Americans did not commonly use forks until after the Civil War
The word fork comes from the Latin furca, meaning “pitchfork.” Some of the earliest known uses of forks with food occurred in Ancient Egypt, where large forks were used as cooking utensils. Bone forks had been found in the burial site of the Bronze Age Qijia culture (2400 – 1900 BC) as well as later Chinese dynasties’ tombs. The Ancient Greeks used the fork as a serving utensil, and it is also mentioned in the Hebrew Bible, in the Book of I Samuel 2:13 (“The custom of the priests with the people was that when any man offered sacrifice, the priest’s servant came, while the fresh flesh was boiling, with a fork of three teeth in his hand…”). The Greek name for fork is still used in some European languages, for instance in the Venetian, Greek and Albanian languages.
In the Roman Empire, bronze and silver forks were used, indeed many examples are displayed in museums around Europe. The use varied according to local customs, social class and the nature of food, but forks of the earlier periods were mostly used as cooking and serving utensils. The personal table fork was most likely invented in the Eastern Roman, or Byzantine, Empire where they were in common use by the 4th century CE (its origin may even go back to Ancient Greece, before the Roman period). Records show that by the 9th century a similar utensil known as a barjyn was in limited use in Persia within some elite circles. By the 10th century the table fork was in common use throughout what is now the Middle East and Turkey.
By the 11th century, the table fork had made its way to Italy.
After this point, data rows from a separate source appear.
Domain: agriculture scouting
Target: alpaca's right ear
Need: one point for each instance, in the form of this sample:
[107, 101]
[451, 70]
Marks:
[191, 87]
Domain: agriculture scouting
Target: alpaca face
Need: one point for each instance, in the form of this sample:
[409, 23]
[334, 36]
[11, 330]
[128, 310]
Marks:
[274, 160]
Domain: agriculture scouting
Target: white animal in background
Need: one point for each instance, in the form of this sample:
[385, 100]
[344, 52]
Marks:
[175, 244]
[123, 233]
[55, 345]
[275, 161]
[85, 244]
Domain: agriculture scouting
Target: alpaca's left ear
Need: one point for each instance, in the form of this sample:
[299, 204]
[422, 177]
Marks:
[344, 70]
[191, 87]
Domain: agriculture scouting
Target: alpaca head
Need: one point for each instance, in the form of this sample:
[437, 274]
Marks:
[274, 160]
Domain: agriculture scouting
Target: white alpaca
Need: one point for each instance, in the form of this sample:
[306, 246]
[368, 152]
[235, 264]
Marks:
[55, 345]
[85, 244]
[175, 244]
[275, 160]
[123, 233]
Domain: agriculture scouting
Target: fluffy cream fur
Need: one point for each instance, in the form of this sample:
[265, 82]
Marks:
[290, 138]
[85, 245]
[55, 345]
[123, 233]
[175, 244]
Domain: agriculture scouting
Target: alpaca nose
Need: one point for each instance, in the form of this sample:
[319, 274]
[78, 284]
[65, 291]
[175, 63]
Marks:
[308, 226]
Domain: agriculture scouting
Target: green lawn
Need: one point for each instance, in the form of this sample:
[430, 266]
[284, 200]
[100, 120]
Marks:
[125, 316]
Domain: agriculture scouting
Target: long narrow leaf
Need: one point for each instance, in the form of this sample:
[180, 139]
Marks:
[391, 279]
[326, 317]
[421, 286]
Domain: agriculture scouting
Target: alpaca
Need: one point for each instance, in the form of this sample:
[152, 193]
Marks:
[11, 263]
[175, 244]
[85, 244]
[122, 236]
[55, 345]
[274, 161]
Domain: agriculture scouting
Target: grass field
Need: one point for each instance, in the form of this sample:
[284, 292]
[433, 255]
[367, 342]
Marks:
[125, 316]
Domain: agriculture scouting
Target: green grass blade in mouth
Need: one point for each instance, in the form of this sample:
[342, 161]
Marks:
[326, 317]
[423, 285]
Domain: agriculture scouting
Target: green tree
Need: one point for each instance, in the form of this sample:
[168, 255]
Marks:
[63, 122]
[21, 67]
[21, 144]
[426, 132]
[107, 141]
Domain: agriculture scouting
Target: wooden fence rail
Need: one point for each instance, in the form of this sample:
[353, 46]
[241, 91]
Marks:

In Italy, it became quite popular by the 14th century, being commonly used for eating by merchant and upper classes by 1600. It was proper for a guest to arrive with his own fork and spoon enclosed in a box called a cadena; this usage was introduced to the French court with Catherine de’ Medici’s entourage. In Portugal, forks began being used with Infanta Beatrice, Duchess of Viseu, king Manuel I of Portugal’s mother. That happened around 1450. Still forks were not commonly used in Western Europe until the 16th century when they became part of the etiquette in Italy. It had also gained some currency in Spain by this time, and its use gradually spread to France. Even at that, though, most of Europe did not adopt use of the fork until the 18th century.
Long after the personal table fork had become commonplace in France, at the supper celebrating the marriage of the duc de Chartres to Louis XIV’s natural daughter in 1692, the seating was described in the court memoirs of Saint-Simon: “King James having his Queen on his right hand and the King on his left, and each with their cadenas.” In Perrault’s contemporaneous fairy tale of La Belle au bois dormant (1697), each of the fairies invited for the christening is presented with a splendid “Fork Holder.”
The fork’s adoption in northern Europe was slower. Its use was first described in English by Thomas Coryat in a volume of writings on his Italian travels (1611), but for many years it was viewed as an unmanly Italian affectation. Some writers of the Roman Catholic Church expressly disapproved of its use (despite its above-mentioned use in the Bible), seeing it as “excessive delicacy”: “God in his wisdom has provided man with natural forks – his fingers. Therefore it is an insult to Him to substitute artificial metallic forks for them when eating.” It was not until the 18th century that the fork became commonly used in Great Britain, although some sources say forks were common in France, England and Sweden already by the early 17th century. The fork did not become popular in North America until near the time of the American Revolution. The curved fork that is used in most parts of the world today, was developed in Germany in the mid 18th century. The standard four-tine design became current in the early 19th century.
The 20th century also saw the emergence of the “spork”, a utensil that is half-fork and half-spoon. With this new “fork-spoon”, only one piece of cutlery is needed when eating (so long as no knife is required). The back of the spork is shaped like a spoon and can scoop food while the front has shortened tines like a fork. It has found popularity in fast food and military settings.